Автором письма был Филипп де Фонсом, женатый мужчина, отец двоих сыновей. Это он принял эстафету от Персеваля де Рагнеля, умершего три года тому назад в своем доме на улице Турнель. Это случилось после его поездки в Бретань, куда отправлялся раз в два года, чтобы повидать изгнанников. После его кончины Филипп уведомил Сен-Мара, что отныне новости следует сообщать ему. Так он узнал, что после смерти Фуке в 1680 году и помилования Лозена год спустя тюремщик и его узник перебрались из Пинероля в другую тюрьму. Филипп сообщал в письме, что Сен-Мар назначен губернатором одного из островков средиземноморской гряды Лерен под названием остров Святой Маргариты, что напротив рыбацкой деревушки под названием Канн. Заключенный в маске последовал за ним в закрытом возке, сопровождаемый внушительной стражей.
Франсуа были хорошо знакомы эти острова, стерегущие Прованс. Он знал, что на самом маленьком и удаленном островке, Сент-Онора, многие века живут упрямцы-монахи, принимающие на себя удары всевозможных неприятелей, уповая на рифы и древние укрепления.
Через несколько недель после исчезновения Франсуа с Бель-Иля аббат с острова Сент-Онора сел в лодку, где гребцом был один из его монахов, из-под капюшона которого торчала только седая борода. Приплыв на остров Святой Маргариты, аббат передал через часового письмо губернатору, в котором просил о встрече. День был восхитительный, синева моря заставляла меркнуть синеву неба, в лучах солнца сверкали штыки часовых и чернели жерла пушек на бастионах. Единственного заключенного стерегли с особой тщательностью!

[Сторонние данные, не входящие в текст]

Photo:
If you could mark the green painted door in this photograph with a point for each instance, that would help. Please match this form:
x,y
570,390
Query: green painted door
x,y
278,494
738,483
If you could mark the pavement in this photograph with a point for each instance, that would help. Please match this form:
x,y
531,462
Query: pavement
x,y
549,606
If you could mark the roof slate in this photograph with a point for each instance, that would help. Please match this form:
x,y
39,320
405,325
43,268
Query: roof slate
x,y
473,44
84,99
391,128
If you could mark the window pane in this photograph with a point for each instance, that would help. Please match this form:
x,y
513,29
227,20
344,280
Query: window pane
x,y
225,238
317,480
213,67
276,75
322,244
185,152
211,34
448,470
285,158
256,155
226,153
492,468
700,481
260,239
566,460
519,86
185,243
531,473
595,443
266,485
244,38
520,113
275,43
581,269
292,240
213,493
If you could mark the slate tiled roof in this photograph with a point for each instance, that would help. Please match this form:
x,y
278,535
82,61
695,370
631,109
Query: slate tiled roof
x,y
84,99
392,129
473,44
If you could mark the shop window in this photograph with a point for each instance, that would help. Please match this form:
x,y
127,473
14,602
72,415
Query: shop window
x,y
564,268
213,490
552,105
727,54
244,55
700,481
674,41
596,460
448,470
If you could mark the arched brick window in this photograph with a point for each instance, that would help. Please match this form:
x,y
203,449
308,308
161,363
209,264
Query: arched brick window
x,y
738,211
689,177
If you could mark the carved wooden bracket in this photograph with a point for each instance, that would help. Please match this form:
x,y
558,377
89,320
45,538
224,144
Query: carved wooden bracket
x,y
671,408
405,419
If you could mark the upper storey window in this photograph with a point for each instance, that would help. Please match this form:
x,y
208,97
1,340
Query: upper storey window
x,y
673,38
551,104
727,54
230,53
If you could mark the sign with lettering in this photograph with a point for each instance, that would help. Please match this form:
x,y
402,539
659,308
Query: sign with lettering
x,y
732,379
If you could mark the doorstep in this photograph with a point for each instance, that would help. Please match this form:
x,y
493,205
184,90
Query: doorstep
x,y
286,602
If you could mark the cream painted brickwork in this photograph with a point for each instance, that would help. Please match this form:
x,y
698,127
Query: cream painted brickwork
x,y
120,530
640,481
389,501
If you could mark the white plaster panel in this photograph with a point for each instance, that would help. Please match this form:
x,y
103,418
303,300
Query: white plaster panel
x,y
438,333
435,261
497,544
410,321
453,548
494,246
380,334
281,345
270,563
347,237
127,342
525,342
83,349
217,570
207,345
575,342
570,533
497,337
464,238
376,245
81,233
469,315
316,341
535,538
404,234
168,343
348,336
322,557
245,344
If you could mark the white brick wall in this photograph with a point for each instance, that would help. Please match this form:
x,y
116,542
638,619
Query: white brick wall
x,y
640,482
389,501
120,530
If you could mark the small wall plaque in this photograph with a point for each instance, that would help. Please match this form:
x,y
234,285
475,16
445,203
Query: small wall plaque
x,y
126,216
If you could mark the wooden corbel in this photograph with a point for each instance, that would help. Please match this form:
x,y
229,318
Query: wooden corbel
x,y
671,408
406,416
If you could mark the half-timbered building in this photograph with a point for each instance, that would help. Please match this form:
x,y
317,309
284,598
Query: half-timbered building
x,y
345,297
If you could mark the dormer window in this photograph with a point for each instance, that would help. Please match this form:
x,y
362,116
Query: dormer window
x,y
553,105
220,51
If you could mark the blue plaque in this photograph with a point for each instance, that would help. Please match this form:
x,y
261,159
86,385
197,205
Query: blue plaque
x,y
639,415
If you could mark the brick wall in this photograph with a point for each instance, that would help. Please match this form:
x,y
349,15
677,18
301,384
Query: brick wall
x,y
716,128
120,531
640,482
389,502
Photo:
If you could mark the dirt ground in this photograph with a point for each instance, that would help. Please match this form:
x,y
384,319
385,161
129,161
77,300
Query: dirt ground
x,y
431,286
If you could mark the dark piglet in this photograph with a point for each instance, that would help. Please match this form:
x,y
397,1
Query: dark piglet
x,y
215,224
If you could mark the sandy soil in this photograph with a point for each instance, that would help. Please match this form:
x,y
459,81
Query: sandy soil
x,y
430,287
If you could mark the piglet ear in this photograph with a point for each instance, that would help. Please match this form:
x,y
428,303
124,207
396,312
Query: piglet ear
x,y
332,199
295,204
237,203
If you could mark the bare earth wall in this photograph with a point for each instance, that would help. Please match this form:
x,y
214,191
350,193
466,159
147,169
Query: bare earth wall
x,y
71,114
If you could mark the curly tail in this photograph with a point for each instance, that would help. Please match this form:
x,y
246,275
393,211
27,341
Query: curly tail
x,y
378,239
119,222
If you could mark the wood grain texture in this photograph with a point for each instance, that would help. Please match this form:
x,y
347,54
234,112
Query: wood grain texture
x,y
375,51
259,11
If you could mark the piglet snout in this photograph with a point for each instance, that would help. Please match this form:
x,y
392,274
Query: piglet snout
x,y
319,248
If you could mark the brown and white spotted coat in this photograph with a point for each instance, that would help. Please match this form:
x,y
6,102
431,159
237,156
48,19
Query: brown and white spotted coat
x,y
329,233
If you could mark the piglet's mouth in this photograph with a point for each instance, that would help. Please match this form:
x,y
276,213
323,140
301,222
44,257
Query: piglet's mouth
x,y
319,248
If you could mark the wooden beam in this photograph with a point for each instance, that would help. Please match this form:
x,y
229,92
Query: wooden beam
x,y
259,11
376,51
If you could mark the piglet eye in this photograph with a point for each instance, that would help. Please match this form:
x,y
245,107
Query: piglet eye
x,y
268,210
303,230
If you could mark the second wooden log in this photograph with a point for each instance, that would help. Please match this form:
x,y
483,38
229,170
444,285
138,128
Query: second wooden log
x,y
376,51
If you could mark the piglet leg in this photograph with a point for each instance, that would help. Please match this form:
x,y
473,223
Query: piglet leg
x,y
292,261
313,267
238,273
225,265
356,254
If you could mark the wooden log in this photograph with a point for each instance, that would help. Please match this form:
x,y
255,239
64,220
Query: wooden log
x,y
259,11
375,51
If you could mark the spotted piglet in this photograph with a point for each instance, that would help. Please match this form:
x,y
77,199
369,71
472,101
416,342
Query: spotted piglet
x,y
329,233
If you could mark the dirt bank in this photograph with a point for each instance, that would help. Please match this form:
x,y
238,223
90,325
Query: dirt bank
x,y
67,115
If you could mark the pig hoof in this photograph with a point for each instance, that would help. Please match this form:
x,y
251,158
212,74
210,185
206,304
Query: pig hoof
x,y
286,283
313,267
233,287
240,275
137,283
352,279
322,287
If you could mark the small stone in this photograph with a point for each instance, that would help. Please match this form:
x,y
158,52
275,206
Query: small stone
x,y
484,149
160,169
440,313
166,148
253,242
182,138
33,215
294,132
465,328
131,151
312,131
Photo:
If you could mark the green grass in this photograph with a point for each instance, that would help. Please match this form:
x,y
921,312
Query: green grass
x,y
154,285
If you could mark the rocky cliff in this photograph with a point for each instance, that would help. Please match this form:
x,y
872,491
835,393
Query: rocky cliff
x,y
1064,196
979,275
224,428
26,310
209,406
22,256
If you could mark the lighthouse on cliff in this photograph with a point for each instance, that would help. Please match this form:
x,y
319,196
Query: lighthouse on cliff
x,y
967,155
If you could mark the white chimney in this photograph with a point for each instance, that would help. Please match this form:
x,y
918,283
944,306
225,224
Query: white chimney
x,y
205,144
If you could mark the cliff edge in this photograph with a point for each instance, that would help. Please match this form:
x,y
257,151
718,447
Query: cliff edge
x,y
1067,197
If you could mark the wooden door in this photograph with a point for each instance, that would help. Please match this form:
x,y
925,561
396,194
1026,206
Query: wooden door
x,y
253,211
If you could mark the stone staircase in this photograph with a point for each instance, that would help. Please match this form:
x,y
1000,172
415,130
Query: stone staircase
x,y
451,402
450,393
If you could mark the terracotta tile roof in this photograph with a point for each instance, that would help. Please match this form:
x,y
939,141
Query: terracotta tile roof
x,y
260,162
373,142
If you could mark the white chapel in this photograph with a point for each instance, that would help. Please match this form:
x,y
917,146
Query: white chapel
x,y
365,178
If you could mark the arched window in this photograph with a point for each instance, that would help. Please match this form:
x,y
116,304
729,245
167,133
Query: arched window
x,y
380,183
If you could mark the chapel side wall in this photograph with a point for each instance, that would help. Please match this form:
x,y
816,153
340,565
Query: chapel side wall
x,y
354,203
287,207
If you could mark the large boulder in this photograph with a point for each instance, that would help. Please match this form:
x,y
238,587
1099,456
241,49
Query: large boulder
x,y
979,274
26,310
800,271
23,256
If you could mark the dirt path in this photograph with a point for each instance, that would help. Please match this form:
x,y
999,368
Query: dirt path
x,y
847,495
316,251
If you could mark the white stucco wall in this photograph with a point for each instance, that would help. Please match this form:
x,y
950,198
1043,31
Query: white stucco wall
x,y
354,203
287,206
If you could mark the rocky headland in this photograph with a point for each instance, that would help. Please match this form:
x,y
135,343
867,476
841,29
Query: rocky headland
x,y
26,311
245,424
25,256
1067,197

Однако, глядя на двоих монахов, покидающих остров-тюрьму, опытный наблюдатель подметил бы, что борода гребца уже не так густа и седа… Эту ночь Сен-Мар провел спокойнее, чем какую-либо из ночей за многие годы. Наконец-то маска закрыла лицо человека, для которого предназначалась с самого начала! Пьер де Гансевиль, счастливый оттого, что дышит со своим принцем одним воздухом, остался на Сент-Онора.
Он был еще жив, когда в 1698 году Ceн-Мар получил наконец, вознаграждение за свою долгую и верную службу, он был назначен комендантом Бастилии, главной государственной тюрьмы, считавшейся доходнейшим местом. Но, даже став обладателем громадного состояния, неизменный тюремщик узника в маске не мог воспользоваться своим богатством. Он ни разу не побывал на землях в Бургундии, ставших его собственностью, а в своем замке Палто ночевал лишь однажды, когда вез в Париж заключенного, с которым они были скованы цепью, как два каторжника. Люди, видевшие этого загадочного заключенного, заметили, как он высок, как горделиво ступает, как безупречно на нем сидит одеяние из черного бархата, как бела и шелковиста его борода, растущая, как казалось, прямо из маски…
Еще через пять лет, в понедельник 19 ноября 1703 года заключенный в маске испустил дух. На следующий день его тело отнесли на кладбище Сен-Поль, где хоронили всех, кто умирал в старой тюрьме. В четыре часа дня в книге, которую вели иезуиты, сторожившие кладбище, появилась запись, ибо в нее требовалось вписать хоть какое-то имя. Умерший был записан как «Маршиали» .
А вскоре неизвестные вскрыли могилу, где обнаружили обезглавленный труп, отрубленная голова была заменена камнем, круглым, как пушечное ядро.